Master NFL historian writes masterful 100-season history
Joe Horrigan calls it a “many decades love affair with football.”
Readers of his book, “NFL Century,” will call it masterful.
Horrigan, who retired as the Pro Football Hall of Fame’s executive director on June 1, is America’s most foremost historian on pro football. His book, published by Crown, is a superb compilation of anecdotes, little-known facts, insightful analysis and memorable quotes.
While Horrigan jokes that he wasn’t there in 1920 when the league was founded, he makes the readers feel as they are in attendance for many of the significant events through 99 seasons of the NFL. Wisely, Horrigan examines important trends as well as in-depth looks at the players, coaches and executives who turned pro football into America’s Game.
“I wanted to identify the important but not always visible recurring themes that emerge throughout the league’s history,” Horrigan writes, “link decisions to decision makers, identify the circumstances of play that influenced the league’s development, and, when possible, explain the resulting impact.

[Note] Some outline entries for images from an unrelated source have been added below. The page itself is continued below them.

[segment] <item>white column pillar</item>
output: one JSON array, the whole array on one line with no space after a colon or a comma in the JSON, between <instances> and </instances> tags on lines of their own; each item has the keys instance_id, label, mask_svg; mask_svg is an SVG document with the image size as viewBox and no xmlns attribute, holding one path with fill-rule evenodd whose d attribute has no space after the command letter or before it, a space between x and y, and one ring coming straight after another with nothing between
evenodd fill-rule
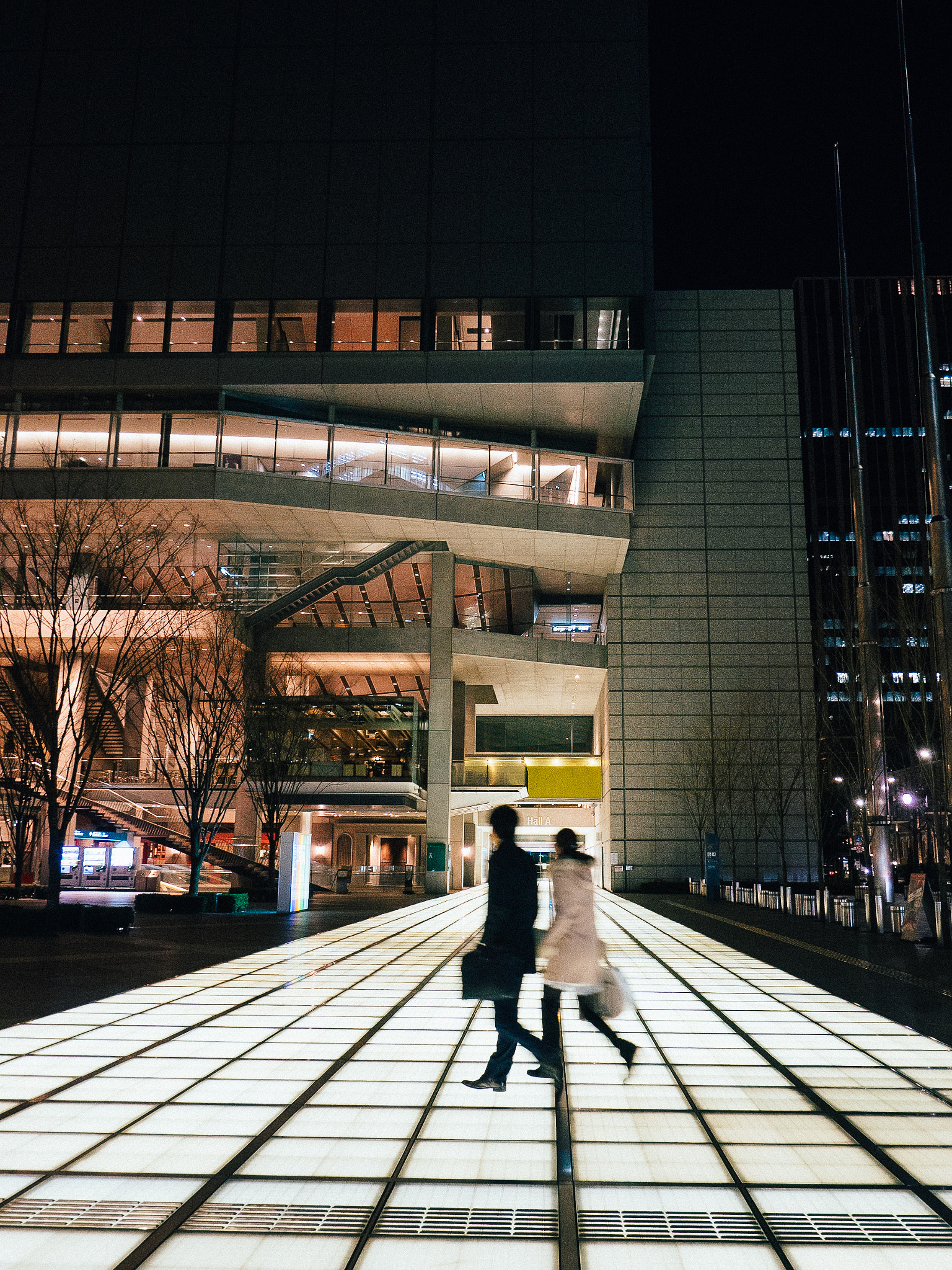
<instances>
[{"instance_id":1,"label":"white column pillar","mask_svg":"<svg viewBox=\"0 0 952 1270\"><path fill-rule=\"evenodd\" d=\"M456 556L430 556L430 709L426 752L426 892L446 894L449 870L449 789L453 752L453 592Z\"/></svg>"}]
</instances>

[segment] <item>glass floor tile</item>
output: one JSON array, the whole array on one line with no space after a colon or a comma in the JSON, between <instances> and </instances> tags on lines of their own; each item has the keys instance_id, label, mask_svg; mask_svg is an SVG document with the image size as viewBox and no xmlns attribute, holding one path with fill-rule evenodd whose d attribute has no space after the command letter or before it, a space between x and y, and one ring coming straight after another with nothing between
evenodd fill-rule
<instances>
[{"instance_id":1,"label":"glass floor tile","mask_svg":"<svg viewBox=\"0 0 952 1270\"><path fill-rule=\"evenodd\" d=\"M797 1270L944 1270L952 1050L599 892L638 1052L626 1081L565 994L561 1142L524 1052L504 1093L461 1083L496 1043L459 999L484 916L465 892L0 1033L0 1270L109 1270L166 1219L145 1266L343 1270L366 1234L358 1270L556 1270L557 1148L585 1270L777 1270L755 1213Z\"/></svg>"}]
</instances>

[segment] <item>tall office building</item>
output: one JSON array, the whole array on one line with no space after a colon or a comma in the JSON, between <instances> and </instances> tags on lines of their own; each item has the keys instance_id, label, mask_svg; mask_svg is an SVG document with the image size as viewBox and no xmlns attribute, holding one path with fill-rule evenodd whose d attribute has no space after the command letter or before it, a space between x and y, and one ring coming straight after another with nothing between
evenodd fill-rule
<instances>
[{"instance_id":1,"label":"tall office building","mask_svg":"<svg viewBox=\"0 0 952 1270\"><path fill-rule=\"evenodd\" d=\"M0 494L202 527L322 720L321 867L471 884L522 800L605 885L697 872L685 738L812 709L796 353L790 293L652 292L645 5L17 20Z\"/></svg>"}]
</instances>

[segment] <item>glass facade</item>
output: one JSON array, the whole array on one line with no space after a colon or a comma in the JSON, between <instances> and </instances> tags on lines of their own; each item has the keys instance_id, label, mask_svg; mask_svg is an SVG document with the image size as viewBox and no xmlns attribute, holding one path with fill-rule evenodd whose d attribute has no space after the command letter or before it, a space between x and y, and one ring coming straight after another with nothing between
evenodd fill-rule
<instances>
[{"instance_id":1,"label":"glass facade","mask_svg":"<svg viewBox=\"0 0 952 1270\"><path fill-rule=\"evenodd\" d=\"M62 305L27 305L23 314L23 352L58 353Z\"/></svg>"},{"instance_id":2,"label":"glass facade","mask_svg":"<svg viewBox=\"0 0 952 1270\"><path fill-rule=\"evenodd\" d=\"M135 300L129 305L127 353L161 353L165 349L166 309L164 300Z\"/></svg>"},{"instance_id":3,"label":"glass facade","mask_svg":"<svg viewBox=\"0 0 952 1270\"><path fill-rule=\"evenodd\" d=\"M637 348L644 338L631 321L636 306L640 312L640 297L449 298L425 307L390 298L133 300L117 310L84 300L66 306L65 338L63 305L29 304L18 312L24 353L107 353L114 319L119 330L124 323L127 353L472 353ZM9 310L0 306L0 339Z\"/></svg>"},{"instance_id":4,"label":"glass facade","mask_svg":"<svg viewBox=\"0 0 952 1270\"><path fill-rule=\"evenodd\" d=\"M113 306L76 301L70 305L66 353L108 353L113 329Z\"/></svg>"},{"instance_id":5,"label":"glass facade","mask_svg":"<svg viewBox=\"0 0 952 1270\"><path fill-rule=\"evenodd\" d=\"M88 427L74 427L70 420L79 418L86 418ZM109 466L217 466L477 498L632 507L631 464L625 458L236 414L10 413L4 466L61 465L75 448L77 431L112 437L90 451L96 464L102 457Z\"/></svg>"}]
</instances>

I wanted to separate fiction from fact, offer a slightly different look at some familiar topics, and share some lesser-known stories that also helped shape the league’s colorful history.”
Among Horrigan’s most enlightening tales is the story of the Cleveland Browns‘ dominance of the AAFC in the 1940s and subsequent powerful move into the NFL. Horrigan digs deep to analyze how Paul Brown built his franchise, strengthened it, then laid waste to one league before winning championships in another one.
But everything in the book, from the roots laid in Canton, Ohio, to the exhaustive look at Roger Goodell’s commissionership, is, well, Hall of Fame caliber.